At March 31, 2011, the Company had outstanding warrants to purchase the Company’s common stock which were issued in connection with multiple financing arrangements and consulting agreements. Information relating to these warrants is summarized as follows:

 

Warrants

   Remaining
Number
Outstanding
     Weighted Average
Remaining Life
(Years)
     Weighted Average
Exercise Price
 

Warrants-Daily Financing

     197,055         .74       $ 0.55   

Warrants-Additional Financing

     428,637         1.46       $ 0.40   

Warrants-Robb Trust Note

     50,000         1.18       $ 0.55   

Warrants-Financings (2007, 2008 and 2011)
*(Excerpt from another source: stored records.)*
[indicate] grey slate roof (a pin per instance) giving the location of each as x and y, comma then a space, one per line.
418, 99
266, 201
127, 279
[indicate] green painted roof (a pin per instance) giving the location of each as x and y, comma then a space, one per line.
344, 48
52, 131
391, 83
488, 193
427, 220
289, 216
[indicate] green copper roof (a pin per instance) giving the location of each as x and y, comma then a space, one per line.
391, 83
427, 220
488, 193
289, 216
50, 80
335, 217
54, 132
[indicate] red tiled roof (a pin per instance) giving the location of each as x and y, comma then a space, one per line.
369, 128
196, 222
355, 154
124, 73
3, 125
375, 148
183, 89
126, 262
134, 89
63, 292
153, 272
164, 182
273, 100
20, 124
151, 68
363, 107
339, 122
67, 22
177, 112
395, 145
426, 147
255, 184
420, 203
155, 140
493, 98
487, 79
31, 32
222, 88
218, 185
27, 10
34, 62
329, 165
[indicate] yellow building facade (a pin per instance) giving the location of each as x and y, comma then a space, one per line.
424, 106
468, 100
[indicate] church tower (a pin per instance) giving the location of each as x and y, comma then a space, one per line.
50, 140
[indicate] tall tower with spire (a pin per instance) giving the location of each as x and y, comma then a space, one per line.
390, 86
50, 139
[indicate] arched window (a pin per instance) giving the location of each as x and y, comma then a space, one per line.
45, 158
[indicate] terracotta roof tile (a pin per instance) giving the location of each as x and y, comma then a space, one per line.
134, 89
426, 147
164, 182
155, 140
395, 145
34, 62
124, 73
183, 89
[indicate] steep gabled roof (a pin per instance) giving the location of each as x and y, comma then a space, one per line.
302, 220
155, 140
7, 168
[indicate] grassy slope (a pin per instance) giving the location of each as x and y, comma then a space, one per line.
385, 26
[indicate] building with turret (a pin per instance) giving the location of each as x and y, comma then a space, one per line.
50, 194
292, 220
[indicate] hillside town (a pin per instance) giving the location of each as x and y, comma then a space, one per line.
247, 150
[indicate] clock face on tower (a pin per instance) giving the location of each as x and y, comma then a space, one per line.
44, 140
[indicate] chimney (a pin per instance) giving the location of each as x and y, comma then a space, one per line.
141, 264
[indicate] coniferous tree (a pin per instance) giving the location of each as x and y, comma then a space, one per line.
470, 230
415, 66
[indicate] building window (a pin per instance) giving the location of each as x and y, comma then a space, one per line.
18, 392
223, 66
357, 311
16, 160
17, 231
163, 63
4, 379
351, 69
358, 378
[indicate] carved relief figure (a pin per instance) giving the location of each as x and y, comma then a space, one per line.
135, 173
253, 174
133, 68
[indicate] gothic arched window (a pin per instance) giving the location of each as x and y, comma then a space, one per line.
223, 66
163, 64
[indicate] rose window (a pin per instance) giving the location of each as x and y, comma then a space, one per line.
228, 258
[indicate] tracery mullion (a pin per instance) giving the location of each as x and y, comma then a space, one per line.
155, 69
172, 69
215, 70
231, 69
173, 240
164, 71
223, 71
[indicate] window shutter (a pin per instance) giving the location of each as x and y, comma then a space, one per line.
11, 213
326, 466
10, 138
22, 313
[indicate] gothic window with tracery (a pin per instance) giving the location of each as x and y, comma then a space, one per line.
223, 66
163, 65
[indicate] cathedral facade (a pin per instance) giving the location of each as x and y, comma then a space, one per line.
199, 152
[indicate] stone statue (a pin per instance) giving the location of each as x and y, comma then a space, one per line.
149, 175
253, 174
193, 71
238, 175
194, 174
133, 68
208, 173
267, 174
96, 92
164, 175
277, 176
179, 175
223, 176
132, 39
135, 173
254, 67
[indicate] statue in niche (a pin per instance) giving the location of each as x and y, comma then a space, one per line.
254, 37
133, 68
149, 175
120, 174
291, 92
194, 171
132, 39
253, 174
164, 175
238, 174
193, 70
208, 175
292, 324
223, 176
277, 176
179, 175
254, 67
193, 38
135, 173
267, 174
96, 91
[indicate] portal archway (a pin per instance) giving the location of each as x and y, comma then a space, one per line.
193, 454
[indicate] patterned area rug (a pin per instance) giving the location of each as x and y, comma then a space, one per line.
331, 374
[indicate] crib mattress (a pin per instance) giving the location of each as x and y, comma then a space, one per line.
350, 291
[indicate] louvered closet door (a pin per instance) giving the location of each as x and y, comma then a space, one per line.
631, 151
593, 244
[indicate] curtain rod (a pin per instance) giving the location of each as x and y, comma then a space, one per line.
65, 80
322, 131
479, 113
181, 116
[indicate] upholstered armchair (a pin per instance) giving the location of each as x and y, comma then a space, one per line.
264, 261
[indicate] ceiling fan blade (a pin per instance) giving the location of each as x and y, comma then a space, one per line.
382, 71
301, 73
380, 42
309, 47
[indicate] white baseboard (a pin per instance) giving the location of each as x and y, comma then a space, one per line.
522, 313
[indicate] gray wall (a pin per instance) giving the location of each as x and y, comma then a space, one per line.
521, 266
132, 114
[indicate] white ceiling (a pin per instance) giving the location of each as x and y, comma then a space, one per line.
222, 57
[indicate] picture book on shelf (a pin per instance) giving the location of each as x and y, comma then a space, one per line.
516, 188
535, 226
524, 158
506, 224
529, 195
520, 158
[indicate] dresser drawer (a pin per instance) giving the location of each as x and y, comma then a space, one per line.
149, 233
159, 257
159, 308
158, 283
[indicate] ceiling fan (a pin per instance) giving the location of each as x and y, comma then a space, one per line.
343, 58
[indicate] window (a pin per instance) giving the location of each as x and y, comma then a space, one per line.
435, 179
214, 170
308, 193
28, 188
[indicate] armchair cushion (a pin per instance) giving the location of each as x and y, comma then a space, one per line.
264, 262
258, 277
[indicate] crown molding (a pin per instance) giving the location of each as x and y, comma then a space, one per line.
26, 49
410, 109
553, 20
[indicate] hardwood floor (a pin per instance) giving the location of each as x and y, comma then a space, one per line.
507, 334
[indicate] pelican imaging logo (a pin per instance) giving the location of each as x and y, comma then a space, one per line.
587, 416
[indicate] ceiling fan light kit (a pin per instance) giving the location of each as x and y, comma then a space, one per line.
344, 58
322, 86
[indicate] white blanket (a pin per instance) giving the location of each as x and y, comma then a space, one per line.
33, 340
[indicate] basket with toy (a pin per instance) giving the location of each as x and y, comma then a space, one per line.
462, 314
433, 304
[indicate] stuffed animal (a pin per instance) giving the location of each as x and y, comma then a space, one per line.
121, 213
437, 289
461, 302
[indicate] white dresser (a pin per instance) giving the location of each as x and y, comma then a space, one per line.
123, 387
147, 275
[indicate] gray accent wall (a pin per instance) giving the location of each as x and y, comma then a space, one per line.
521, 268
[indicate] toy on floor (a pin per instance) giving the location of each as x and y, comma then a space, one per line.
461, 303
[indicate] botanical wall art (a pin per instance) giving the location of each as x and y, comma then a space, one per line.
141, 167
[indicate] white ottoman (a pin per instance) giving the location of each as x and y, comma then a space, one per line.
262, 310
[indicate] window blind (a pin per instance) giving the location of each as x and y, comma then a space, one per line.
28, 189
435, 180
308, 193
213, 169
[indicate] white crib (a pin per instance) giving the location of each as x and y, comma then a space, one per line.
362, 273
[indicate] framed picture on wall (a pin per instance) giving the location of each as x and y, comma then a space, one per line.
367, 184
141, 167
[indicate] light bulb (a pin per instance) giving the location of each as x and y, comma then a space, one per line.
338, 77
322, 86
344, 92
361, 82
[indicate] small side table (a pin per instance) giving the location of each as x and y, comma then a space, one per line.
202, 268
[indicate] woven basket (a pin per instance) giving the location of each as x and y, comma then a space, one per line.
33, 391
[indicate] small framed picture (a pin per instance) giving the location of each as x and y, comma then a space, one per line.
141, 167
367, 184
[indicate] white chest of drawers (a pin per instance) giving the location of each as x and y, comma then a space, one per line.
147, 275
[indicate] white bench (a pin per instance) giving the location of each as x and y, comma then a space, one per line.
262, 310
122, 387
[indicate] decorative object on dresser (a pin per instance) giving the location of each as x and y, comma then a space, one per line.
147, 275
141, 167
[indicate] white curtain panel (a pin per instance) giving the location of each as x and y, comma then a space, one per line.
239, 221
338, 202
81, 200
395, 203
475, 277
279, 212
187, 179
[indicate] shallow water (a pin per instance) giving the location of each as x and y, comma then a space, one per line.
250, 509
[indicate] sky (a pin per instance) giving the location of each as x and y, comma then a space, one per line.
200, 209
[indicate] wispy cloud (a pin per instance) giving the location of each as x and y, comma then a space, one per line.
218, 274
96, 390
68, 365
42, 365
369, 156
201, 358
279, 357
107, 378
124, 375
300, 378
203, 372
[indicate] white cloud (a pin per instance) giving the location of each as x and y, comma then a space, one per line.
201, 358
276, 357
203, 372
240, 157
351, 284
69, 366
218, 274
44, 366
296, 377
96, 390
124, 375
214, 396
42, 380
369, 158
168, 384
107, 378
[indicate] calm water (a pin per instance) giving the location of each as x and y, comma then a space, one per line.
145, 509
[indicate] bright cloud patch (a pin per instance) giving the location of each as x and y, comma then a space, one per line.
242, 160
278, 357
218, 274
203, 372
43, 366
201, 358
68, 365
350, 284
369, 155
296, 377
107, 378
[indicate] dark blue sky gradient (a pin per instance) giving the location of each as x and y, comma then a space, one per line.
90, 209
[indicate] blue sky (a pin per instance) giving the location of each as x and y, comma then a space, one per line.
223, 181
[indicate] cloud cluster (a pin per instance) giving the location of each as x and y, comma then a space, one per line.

     18,750,000         2.43       $ 0.29   

Warrants-Placement Agent Warrants

     793,641         2.01       $ 0.25   

Warrants-Tangredi

     3,000,000         2.01       $ 0.36   

Warrants-Ehrenberg

     250,000         2.35       $ 0.30   

Warrants-Consulting Agreements

     825,000         3.52       $ 0.31   

Warrants-Note Conversions

     2,302,538         3.18       $ 0.39   

Warrants-Stock Purchases 2009

     758,270         3.15       $ 0.34   

Warrants-Mandelbaum

     50,000         3.09       $ 0.19   

Warrants-Services

     400,000         3.81       $ 0.50   
              

Total

     27,805,141         
              

Common Stock Issued For Services

The Company entered into an agreement for consulting services in April 2010. The term of the agreement is for twelve months and calls for the Company to issue the consultant 100,000 shares of common stock upon execution of the agreement and an additional 100,000 shares of common stock after six months of service. The agreement also calls for a monthly cash payment of $6,000 for the first six months and $7,500 per month for the remainder of the agreement. The Company has fair valued the initial 100,000 shares of common stock at $53,000 and the additional 100,000 shares of common stock at $36,000 and is expensing the fair value of those shares over life of the agreement. For the three months ended March 31, 2011, the Company has recorded $25,333 as consulting expense on its statement of operations and included $3,667 as prepaid expenses in the balance sheet.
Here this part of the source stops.